仕事で郊外へ出て、帰りが遅くなった。キャブを呼んだがなかなか来ず、外へ出て空を見上げたら、明るい流星が長い尾をひいて西の方角へ消えた。そういえば、昨日は双子座流星群の極大日だった、と気付いた時、またもう一つ、今度は北に向かって流れ落ちた。
実は、この有名な流星群を見るのは初めてではなくて、結構な頻度で見ている。
ミロが、「双子座」という名前から5月末に誕生日を迎えるサガ先輩を連想するのか、何かと極大日近辺には電話を寄越すからだ。(そういう繋がりなら、アイオリアの獅子座流星群も結構な見物の筈だが、その誘いはかかった事がない…)
寒い真冬に、丘の上まで上った事もある。ほんの散歩のつもりが、結構ハードな坂道だった上に、懐中電灯すら持って来ておらず、大変な目に遭った。
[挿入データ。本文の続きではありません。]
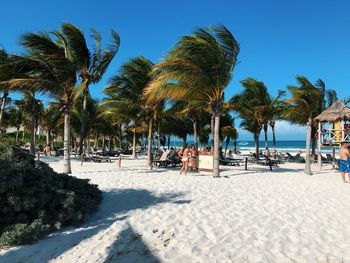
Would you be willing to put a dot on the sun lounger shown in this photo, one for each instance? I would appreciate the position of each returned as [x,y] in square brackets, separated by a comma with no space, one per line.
[162,161]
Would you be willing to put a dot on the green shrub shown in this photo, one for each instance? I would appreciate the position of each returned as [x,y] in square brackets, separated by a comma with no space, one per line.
[35,200]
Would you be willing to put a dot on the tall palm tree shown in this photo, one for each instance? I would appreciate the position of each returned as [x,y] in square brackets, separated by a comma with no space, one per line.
[4,75]
[49,67]
[303,107]
[253,104]
[275,112]
[125,91]
[91,64]
[229,132]
[16,117]
[202,63]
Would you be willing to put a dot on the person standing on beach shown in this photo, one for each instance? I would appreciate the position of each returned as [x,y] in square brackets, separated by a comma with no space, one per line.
[344,161]
[184,158]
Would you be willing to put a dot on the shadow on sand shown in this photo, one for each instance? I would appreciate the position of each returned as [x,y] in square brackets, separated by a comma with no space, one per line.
[114,207]
[129,247]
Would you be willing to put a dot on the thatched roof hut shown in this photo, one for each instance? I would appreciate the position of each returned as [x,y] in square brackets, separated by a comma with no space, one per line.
[338,111]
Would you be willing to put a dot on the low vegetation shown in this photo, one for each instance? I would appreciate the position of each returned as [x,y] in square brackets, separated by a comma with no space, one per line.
[35,200]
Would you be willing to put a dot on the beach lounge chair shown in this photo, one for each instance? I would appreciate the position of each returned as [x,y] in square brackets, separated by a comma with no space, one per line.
[162,161]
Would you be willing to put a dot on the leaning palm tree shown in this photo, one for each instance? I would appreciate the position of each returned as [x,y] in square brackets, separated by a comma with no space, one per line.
[125,95]
[48,67]
[4,75]
[91,64]
[303,108]
[229,132]
[202,65]
[16,115]
[252,104]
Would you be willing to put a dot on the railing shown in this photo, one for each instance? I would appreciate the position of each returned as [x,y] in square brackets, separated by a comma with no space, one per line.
[335,136]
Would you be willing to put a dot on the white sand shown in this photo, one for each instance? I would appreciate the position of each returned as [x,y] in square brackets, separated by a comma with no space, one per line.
[159,216]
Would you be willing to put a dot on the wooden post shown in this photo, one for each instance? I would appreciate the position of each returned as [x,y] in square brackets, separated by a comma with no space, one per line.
[333,162]
[319,156]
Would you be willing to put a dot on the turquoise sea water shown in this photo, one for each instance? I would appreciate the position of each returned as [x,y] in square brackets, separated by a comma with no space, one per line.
[282,146]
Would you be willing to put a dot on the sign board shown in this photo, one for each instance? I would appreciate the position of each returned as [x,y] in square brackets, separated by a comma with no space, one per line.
[205,163]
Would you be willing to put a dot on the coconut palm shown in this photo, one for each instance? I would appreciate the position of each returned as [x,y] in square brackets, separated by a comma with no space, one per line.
[253,105]
[229,132]
[202,65]
[91,64]
[303,107]
[4,75]
[16,117]
[125,91]
[48,67]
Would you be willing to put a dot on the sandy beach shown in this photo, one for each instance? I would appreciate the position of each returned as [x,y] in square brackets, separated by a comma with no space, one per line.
[159,216]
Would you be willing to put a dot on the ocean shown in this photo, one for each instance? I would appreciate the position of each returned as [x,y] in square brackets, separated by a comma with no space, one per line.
[282,146]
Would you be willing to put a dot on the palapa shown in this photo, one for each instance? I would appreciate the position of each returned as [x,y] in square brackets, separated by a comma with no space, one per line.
[338,111]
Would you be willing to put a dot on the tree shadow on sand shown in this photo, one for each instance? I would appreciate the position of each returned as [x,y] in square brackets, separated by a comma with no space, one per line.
[129,247]
[114,207]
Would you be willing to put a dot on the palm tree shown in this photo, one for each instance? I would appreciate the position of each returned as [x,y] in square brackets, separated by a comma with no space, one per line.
[16,117]
[303,107]
[202,65]
[253,106]
[49,67]
[4,75]
[91,64]
[229,132]
[125,91]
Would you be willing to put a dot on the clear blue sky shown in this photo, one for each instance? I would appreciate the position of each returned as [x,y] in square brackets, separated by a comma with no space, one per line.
[279,39]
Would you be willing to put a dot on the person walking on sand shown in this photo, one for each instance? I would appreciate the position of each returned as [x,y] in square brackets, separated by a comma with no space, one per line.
[184,158]
[344,161]
[193,154]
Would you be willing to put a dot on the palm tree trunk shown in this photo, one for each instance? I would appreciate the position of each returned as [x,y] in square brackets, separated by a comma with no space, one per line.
[158,143]
[32,129]
[149,149]
[227,143]
[17,134]
[266,139]
[212,127]
[48,137]
[83,124]
[273,136]
[96,141]
[216,145]
[256,140]
[134,143]
[3,103]
[66,143]
[307,169]
[195,143]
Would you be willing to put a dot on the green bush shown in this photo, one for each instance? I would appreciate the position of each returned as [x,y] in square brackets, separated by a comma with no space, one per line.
[35,200]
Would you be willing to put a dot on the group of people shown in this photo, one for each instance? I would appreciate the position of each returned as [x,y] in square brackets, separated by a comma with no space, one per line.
[188,156]
[344,161]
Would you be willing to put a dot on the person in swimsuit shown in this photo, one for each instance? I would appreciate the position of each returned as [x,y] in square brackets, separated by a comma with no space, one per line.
[193,158]
[344,161]
[184,158]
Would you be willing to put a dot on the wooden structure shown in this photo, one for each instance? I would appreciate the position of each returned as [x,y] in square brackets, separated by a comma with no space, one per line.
[336,119]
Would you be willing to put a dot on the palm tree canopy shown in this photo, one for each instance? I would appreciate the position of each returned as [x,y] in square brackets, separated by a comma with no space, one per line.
[201,63]
[305,102]
[337,111]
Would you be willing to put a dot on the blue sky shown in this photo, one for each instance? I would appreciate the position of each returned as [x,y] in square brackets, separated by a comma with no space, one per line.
[279,39]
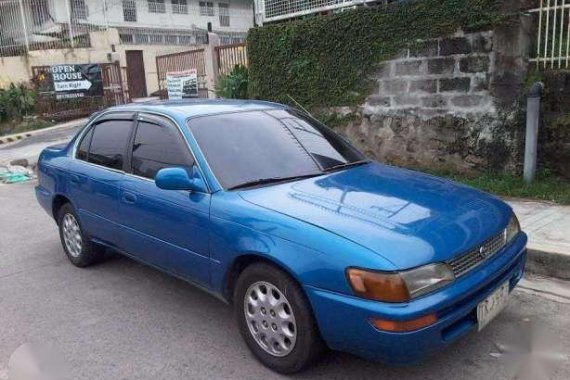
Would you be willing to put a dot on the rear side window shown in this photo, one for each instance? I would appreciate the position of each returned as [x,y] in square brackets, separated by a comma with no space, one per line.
[109,142]
[157,147]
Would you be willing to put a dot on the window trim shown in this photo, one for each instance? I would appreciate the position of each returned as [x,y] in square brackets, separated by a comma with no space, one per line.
[160,122]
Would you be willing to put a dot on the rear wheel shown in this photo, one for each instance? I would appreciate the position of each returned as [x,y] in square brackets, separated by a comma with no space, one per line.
[78,248]
[275,319]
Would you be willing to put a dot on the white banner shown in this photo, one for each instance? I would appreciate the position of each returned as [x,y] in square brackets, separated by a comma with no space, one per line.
[182,84]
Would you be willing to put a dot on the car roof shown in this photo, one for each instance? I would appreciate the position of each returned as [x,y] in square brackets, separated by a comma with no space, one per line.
[184,109]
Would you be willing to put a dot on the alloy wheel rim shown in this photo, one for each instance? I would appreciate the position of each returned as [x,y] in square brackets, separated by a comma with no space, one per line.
[270,318]
[72,235]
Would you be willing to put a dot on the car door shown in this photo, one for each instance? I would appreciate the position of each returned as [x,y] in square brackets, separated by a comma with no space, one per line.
[96,172]
[165,228]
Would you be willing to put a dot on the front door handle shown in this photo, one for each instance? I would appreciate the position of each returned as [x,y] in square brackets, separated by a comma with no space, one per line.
[129,198]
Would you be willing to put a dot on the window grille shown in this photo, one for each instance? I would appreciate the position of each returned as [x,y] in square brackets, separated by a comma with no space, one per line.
[224,12]
[156,6]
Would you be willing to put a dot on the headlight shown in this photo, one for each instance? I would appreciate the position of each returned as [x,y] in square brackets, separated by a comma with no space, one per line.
[400,286]
[513,228]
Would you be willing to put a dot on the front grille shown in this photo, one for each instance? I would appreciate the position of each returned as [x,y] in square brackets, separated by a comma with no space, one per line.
[477,255]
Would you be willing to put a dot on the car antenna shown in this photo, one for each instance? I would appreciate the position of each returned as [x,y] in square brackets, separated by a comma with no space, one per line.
[300,106]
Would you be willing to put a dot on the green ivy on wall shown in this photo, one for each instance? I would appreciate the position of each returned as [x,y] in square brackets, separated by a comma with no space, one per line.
[328,61]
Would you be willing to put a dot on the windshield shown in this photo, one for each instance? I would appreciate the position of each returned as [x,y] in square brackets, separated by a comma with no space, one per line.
[248,147]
朝迄毛布を被って空を眺めていたら、明方の淡い光の中、実は周囲に結構な数のキャンプのテントが張られている事に気付き、少々恥ずかしい思いをしながら下山した事を覚えている。
今年は、近辺に色々な事があって、二人ともすっかり失念していた。
思わず、携帯に手を伸ばしかけて、その事に苦笑した。
今日はつながらないと、わざわざ昼間に電話を貰ったのに。
今日一日、こちらは全く何時も通りで、それなりに得意先に営業もしたし、現場の調整もした。
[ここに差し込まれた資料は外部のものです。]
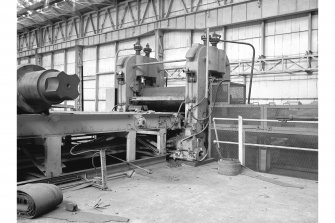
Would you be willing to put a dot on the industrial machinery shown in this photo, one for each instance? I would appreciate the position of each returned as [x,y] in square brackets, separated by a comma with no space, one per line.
[46,139]
[141,86]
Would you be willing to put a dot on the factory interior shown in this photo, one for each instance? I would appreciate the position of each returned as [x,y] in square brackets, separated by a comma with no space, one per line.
[167,111]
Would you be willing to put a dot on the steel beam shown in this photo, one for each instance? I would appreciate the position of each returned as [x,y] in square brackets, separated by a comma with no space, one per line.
[251,15]
[68,123]
[90,173]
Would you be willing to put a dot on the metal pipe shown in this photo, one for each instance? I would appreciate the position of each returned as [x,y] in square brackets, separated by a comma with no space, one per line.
[207,61]
[103,169]
[268,146]
[265,120]
[252,62]
[116,57]
[131,164]
[160,62]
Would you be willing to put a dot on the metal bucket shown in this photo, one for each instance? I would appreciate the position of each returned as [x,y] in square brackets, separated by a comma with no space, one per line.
[229,167]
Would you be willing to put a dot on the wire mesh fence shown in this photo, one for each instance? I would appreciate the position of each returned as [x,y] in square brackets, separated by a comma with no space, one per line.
[283,147]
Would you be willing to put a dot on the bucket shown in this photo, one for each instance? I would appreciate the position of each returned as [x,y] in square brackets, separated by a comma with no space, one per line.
[229,167]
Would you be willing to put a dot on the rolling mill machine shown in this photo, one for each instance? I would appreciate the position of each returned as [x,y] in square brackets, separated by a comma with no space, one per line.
[174,116]
[141,87]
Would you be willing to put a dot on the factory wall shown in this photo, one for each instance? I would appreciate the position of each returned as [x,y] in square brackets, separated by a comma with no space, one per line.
[283,37]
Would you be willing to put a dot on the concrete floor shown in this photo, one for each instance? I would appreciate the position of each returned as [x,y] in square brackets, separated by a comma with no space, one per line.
[200,194]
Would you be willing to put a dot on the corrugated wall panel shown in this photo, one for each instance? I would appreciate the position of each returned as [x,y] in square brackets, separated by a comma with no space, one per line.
[58,58]
[89,61]
[249,34]
[286,37]
[315,33]
[151,41]
[177,39]
[32,60]
[70,61]
[128,44]
[24,60]
[46,60]
[106,58]
[89,106]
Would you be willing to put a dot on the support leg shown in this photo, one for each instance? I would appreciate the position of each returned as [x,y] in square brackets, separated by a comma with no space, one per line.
[264,159]
[131,145]
[161,141]
[53,158]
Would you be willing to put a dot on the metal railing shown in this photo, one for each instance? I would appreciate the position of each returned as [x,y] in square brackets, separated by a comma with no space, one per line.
[241,136]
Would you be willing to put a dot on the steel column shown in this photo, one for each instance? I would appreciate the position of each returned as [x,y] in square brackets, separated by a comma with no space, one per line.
[131,145]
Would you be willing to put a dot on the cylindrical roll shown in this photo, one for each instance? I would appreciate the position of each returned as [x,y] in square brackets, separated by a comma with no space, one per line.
[36,199]
[38,88]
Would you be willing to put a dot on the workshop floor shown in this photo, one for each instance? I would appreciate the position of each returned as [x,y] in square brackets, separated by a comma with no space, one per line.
[200,194]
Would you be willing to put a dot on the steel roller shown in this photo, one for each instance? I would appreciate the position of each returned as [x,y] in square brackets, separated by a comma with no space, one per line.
[38,88]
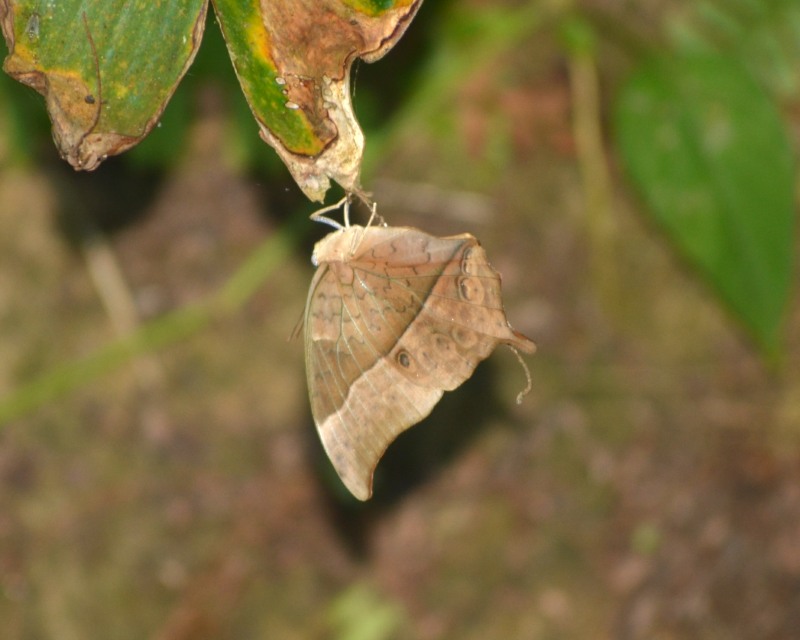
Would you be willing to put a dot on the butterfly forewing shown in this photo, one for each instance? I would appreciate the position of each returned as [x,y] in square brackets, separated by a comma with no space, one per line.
[394,317]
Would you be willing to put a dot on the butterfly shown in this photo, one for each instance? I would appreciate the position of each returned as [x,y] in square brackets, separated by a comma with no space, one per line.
[394,318]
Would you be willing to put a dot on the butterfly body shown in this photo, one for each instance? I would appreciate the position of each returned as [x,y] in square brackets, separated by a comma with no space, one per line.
[394,318]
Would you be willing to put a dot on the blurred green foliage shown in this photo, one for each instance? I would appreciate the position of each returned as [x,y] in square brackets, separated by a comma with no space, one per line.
[717,75]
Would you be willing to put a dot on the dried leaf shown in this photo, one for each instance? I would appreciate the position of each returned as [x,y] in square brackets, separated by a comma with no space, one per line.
[293,59]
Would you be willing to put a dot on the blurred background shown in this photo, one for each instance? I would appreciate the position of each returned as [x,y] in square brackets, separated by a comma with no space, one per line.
[171,485]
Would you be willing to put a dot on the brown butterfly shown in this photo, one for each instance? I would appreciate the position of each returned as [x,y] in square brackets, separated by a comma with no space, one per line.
[394,318]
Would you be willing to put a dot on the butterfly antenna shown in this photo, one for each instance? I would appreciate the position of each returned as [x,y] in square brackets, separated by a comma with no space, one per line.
[529,385]
[319,215]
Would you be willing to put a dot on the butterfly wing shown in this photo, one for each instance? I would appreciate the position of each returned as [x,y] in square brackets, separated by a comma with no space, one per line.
[394,317]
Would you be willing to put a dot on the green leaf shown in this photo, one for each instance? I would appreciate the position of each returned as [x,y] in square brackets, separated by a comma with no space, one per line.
[293,58]
[105,67]
[710,155]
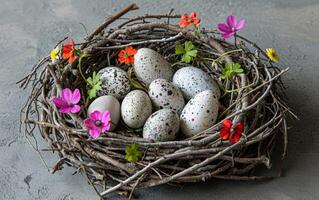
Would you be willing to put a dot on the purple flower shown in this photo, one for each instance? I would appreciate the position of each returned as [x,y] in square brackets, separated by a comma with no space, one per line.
[98,122]
[231,27]
[68,101]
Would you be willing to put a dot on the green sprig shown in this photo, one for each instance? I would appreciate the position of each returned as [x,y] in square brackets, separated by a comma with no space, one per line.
[187,51]
[133,154]
[94,84]
[230,70]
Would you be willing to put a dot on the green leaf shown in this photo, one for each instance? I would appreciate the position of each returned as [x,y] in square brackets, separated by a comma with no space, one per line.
[230,70]
[189,46]
[187,51]
[133,153]
[179,49]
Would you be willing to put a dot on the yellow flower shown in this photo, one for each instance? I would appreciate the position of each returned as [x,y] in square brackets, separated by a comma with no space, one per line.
[272,55]
[55,54]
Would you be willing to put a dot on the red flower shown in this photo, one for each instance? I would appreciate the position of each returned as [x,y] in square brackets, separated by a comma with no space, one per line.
[188,20]
[233,134]
[127,55]
[68,51]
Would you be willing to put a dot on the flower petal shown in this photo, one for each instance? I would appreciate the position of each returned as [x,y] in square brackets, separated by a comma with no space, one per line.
[59,102]
[95,133]
[96,115]
[224,28]
[67,95]
[106,117]
[65,109]
[184,24]
[227,124]
[240,24]
[239,129]
[72,58]
[184,17]
[89,123]
[231,21]
[234,138]
[75,109]
[76,96]
[228,35]
[196,21]
[224,134]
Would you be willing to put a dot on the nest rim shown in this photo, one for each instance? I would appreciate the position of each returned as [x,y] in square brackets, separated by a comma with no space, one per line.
[205,154]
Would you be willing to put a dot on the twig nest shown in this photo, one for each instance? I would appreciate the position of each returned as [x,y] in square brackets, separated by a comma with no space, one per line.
[165,94]
[150,65]
[107,103]
[192,80]
[200,113]
[162,125]
[136,108]
[115,82]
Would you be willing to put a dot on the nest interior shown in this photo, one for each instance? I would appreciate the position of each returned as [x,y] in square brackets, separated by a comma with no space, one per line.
[255,97]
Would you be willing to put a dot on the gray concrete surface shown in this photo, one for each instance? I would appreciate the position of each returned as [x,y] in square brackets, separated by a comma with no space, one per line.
[30,28]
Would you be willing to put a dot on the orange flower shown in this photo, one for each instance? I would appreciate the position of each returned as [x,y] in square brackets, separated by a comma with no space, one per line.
[188,20]
[127,55]
[68,51]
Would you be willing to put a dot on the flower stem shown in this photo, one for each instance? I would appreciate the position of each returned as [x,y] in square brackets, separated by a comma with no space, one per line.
[235,36]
今頃どうしているか、少しは想像して嫌な気分になるかと思ったが、顔も知らない相手に嫉妬するのも簡単ではないらしく、今に至っても全く現実感が沸かない(ミロが女性に色目を使っている所を見た事が無いからかもしれないが)。
我ながら、薄情なものだと、少し困惑した。
こういう時は、少しくらい嫉妬した方が、上手くいくのじゃないだろうか。
最後の調整が終わり、そんな事をつらつらと考えていた時に、その流星は明るく視界を横切っていった。
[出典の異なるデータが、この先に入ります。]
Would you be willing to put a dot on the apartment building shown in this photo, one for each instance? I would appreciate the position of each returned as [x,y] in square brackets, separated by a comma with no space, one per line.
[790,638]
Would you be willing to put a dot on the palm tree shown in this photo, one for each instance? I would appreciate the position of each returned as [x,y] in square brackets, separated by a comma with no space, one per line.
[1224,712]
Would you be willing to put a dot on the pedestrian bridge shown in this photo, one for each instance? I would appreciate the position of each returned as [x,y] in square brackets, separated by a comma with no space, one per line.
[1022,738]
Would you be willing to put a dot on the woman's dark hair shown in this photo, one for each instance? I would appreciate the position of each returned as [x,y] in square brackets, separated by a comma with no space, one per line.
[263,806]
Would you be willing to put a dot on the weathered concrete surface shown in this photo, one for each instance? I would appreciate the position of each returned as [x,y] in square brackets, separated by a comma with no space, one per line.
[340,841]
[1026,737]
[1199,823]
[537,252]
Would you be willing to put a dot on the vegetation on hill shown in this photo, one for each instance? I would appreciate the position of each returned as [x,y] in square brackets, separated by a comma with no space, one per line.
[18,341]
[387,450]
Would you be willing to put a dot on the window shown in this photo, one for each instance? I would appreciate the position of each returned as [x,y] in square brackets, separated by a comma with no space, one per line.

今現在起こっている私の知らない出来事には心を動かされなかったが、たった一つの確信が、鮮やかに胸に傷を残していった。
きっと間違いなく、ミロは今双子座流星群の事など思い出しもしていないだろう、ということ。
この流星を見ているのが、自分一人だということ。
思わず、寒さも時間も忘れて見上げ続けた十数分の間、流星は両手の数に余るほど降り続け、その数の分だけ、かすかな痛みを生んだ。
昨日は、太陽の活動が活発で、大規模な太陽風も起きたという。
極地では今、鮮やかなオーロラが舞っている。
このイギリスでも、北へ向かえば遠く地平線を這うように、光の帯が見えるだろう。
いつか、オーロラを追って、二人で北へ向かうのも悪くないな、と思った。